Thanks to the popularity of Netflix’s series The Crown (and the constant drumbeat of stories about Meghan and Harry vs. Kate and William) there has been a resurgence of interest in one of the Windsor family's most fascinating characters, Princess Margaret. Younger sister of Queen Elizabeth, Princess Margaret has to be arguably the most polarizing royal figure of her era. Alternative portraits present her as a woman frustrated by royal constrictions which denied her any real purpose in life and marriage to the man she loved versus a mean, manipulative society maven who never failed to remind people of her superior rank in a world that viewed her as a camp figure. And both portraits are true. So how does one solve a problem like Margaret? Journalist Craig Brown takes a fascinating approach in Ninety-Nine Glimpses of Princess Margaret (originally published in Great Britain as Ma’am Darling). While serving as a sort of biography of Margaret, a larger, more difficult question that reflects straight back on the reader. How do we tell the story of a person whose existence is essentially defined by how she is perceived?

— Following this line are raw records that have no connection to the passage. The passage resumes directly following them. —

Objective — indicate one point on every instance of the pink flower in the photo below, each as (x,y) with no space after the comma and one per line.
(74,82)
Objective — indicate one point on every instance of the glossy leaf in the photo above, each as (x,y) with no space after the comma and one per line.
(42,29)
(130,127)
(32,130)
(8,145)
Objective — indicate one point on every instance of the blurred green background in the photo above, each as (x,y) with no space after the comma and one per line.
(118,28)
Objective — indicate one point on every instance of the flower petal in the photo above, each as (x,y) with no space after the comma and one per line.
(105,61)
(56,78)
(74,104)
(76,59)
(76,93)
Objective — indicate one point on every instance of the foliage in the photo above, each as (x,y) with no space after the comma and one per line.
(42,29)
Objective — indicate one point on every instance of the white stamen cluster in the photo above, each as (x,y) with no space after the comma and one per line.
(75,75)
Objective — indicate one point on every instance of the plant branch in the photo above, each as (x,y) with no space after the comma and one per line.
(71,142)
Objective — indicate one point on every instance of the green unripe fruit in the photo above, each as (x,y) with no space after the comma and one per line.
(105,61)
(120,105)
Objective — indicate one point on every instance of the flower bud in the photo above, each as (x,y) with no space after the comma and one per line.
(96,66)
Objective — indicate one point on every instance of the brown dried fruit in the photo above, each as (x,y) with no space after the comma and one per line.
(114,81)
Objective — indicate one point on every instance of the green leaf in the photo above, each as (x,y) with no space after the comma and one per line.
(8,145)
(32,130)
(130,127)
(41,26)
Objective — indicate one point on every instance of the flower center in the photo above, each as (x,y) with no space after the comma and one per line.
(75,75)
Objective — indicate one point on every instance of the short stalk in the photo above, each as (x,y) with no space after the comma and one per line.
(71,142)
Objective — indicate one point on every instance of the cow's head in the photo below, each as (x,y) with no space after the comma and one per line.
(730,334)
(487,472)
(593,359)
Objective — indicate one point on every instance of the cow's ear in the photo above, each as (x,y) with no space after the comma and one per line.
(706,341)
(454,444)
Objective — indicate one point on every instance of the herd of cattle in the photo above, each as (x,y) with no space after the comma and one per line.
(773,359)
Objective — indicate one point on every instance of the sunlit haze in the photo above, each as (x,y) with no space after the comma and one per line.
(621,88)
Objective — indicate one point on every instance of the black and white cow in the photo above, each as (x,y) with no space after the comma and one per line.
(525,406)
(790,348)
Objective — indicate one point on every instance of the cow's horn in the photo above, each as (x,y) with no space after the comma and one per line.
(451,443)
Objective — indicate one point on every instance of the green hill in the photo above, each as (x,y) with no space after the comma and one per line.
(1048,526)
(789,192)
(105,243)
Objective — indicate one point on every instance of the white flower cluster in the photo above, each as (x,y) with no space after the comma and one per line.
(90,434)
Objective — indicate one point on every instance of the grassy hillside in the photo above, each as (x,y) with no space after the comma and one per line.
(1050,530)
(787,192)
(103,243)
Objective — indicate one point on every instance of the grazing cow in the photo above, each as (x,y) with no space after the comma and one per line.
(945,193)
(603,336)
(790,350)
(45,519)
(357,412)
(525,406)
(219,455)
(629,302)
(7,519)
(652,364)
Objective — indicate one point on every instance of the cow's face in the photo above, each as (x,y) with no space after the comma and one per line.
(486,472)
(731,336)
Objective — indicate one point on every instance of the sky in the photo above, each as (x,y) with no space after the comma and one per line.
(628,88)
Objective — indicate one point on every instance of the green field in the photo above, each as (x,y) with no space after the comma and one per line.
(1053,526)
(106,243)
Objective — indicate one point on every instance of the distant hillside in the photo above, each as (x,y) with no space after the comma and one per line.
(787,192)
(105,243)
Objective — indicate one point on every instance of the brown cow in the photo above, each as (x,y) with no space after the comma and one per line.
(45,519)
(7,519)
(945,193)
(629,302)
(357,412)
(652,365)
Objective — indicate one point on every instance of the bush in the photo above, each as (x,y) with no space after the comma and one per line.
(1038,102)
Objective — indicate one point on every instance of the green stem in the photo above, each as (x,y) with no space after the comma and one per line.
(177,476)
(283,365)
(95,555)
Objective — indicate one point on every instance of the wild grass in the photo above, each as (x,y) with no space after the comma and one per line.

I say that Ninety-Nine Glimpses is a sort of biography, as the portrait that emerges is skewed into what the Guardian likened as a cubist image—so many perceptions, angles and reworkings that hitherto ‘established’ facts are seen anew. Brown has clearly done his research. Although the biography lacks the notes and index of a conventional work, and the footnotes are characterized as naughty asides, it’s clear that Brown did his research, perhaps to the point of obsession. Ninety-Nine Glimpses sometimes reads as a fever dream. Brown’s writing includes catalog lists, pastiches, catty diary entries of Margaret’s society frenemies, transcripts, parodies, imagined futures, commentary, even multiple choice questions. One chapter boasts thirty different approaches to telling of Margaret’s visit to Coleridge’s cottage, including limerick and spoonerism. Yet all the events of Margaret’s life are there. Arranged in Brown’s funhouse mirror image, it’s up to the reader to take away the image of Margaret they want. Margaret, the woman denied her romance with divorcee Townsend ends up uncomfortably close to the Margaret whose marriage to society photographer Tony Snowdon devolved into mutual loathing and eventual divorce. The cruel and awful Margaret, telling a disabled man, ‘Have you ever looked in a mirror and seen the way you walk?’ versus the one that endured people who paid her court for the sole purpose of rubbing shoulders with royalty and then gossip behind her turned back? Brown offers the glimpses; it’s up to the reader to take away a lasting portrait, if possible.
In a way then, Ninety Nine Glimpses is the most honest biography of Princess Margaret, or really any royalty, that might be conceived. It’s a maddening, whole original book that purists will probably hate, but above all, it is entertaining and thought provoking. If she were around today, Princess Margaret might even approve of it. Ninety-Nine Glimpses of Princess Margaret would appeal most to readers of general biography, British and especially royal history willing to take a risk on an unorthodox approach to its subject.